Chapman’s embrace of seasonality means that the miso-enhanced and inspired Gazpacho ($9) and the wonderful, handmade Chitarra pasta ($13) with summer veggies, pesto and house ricotta that I gobbled in mid-September are not presently available.  

Commensurate with the culture-hopping menu, though, handmade pasta popped up again recently in a Thai-Burmese-style curry dish called Chicken & Shrimp Khao Soi ($16). The moderate-sized but dynamic composition also included crispy thin noodles, colorful veggies, lemongrass, toasted nuts, fish sauce, chilies, firm proteins and a smooth, nuanced and addictive DIY curry sauce — several items arrived in some-assembly-required mode to preserve their integrity — enriched with pureed bananas.  

If ossobuco were made in Lebanon by a Mexican chef who’d spent time in England you might wind up with something like Chapman’s excellent Lamb Shank Barbacoa ($21): spork-tender meat in a mild but fragrant glaze topped with mint chiffonade and served with risotto-like arroz verde, pickled raisins, plus a bright and zippy, hummus-riffing “chile chickpea” dip.

If a Big Mac and fries were reinvented by a creative and talented, Michelin-starred chef and utilized great ingredients— nevermind the “if,” it’s happened — you would wind up with Chapman’s Double Burger ($12), a delicious comfort-bomb in a glossy house-made bun, plus a side of incredibly crisp and flavorful Shoestring Fries ($4) cooked in butter, pork and beef fat. 

Fried chicken sandwiches are practically mandatory on contemporary menus; Chapman’s makes a good one whose sesame and ginger accents showcase juicy thigh meat with a crackly crust that takes its cue from Japan (Karaage Chicken Sando, $11).
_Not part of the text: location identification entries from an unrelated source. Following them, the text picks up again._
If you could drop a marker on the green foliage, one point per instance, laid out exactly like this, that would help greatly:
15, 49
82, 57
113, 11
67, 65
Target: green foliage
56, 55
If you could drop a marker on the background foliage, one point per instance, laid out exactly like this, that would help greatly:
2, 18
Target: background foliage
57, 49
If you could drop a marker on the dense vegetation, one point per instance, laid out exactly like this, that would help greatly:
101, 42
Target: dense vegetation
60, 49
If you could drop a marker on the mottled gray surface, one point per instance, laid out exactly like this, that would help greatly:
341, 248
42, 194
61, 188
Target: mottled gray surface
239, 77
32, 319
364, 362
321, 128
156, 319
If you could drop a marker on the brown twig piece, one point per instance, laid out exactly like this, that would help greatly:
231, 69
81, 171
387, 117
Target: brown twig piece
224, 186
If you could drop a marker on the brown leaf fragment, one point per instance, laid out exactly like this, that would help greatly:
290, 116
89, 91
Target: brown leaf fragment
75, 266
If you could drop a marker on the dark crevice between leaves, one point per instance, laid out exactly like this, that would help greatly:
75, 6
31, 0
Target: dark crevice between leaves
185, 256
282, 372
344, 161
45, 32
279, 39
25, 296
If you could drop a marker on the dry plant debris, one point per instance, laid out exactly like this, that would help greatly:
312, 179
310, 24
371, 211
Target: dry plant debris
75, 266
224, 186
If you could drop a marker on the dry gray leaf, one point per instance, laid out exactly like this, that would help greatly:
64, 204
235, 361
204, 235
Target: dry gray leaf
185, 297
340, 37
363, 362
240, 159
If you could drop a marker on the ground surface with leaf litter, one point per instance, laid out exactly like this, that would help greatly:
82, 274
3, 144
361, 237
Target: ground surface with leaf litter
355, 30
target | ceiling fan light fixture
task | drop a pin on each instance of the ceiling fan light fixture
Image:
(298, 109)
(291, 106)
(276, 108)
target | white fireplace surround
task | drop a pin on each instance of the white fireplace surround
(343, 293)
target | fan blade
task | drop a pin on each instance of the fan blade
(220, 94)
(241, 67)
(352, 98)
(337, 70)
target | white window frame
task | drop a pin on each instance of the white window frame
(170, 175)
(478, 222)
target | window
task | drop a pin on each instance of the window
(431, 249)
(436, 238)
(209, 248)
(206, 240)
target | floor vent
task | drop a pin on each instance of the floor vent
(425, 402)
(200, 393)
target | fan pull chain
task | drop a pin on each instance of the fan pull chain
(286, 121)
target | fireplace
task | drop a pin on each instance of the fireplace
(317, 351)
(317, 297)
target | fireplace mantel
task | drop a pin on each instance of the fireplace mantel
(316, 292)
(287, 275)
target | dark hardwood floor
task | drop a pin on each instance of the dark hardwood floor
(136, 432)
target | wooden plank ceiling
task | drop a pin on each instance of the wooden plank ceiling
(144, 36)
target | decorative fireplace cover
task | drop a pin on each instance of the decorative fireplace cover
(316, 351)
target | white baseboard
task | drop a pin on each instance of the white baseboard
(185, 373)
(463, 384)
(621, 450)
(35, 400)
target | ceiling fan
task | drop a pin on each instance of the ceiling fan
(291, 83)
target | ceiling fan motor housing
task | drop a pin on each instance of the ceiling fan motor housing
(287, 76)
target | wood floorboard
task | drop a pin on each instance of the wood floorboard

Add a house-made roll and a kraut-meets-slaw-type garnish and you have an inhalable if modest-sized package.

To make that more of a meal, tack on a side or appetizer such as those fantastic fries. Among other strong options are: Smashed Cucumbers ($3) — a terrific banchan-style dish with hefty, ginger-kissed and sesame-fortified cuke segments; Braised Red Bean Onigiri ($3; get two if you’re hungry) — vegan delights made with better sushi rice than you’ll receive from many local specialists;  and the Mini Wedge — a pretty little salad with dill sprigs, hard-cooked eggs with custardy yolks, edible flowers and plenty more ($6). 

Don’t leave without a pint or three of Chapman’s house-made ice cream ($7 each). From the lush texture of the gelato-like Cafe Au Lait to the tangy Goat Milk, Raspberry & Chocolate Chip to the light (made with oat and almond milk) Horchata & Cinnamon, they’re what you’d expect from a top-notch chef.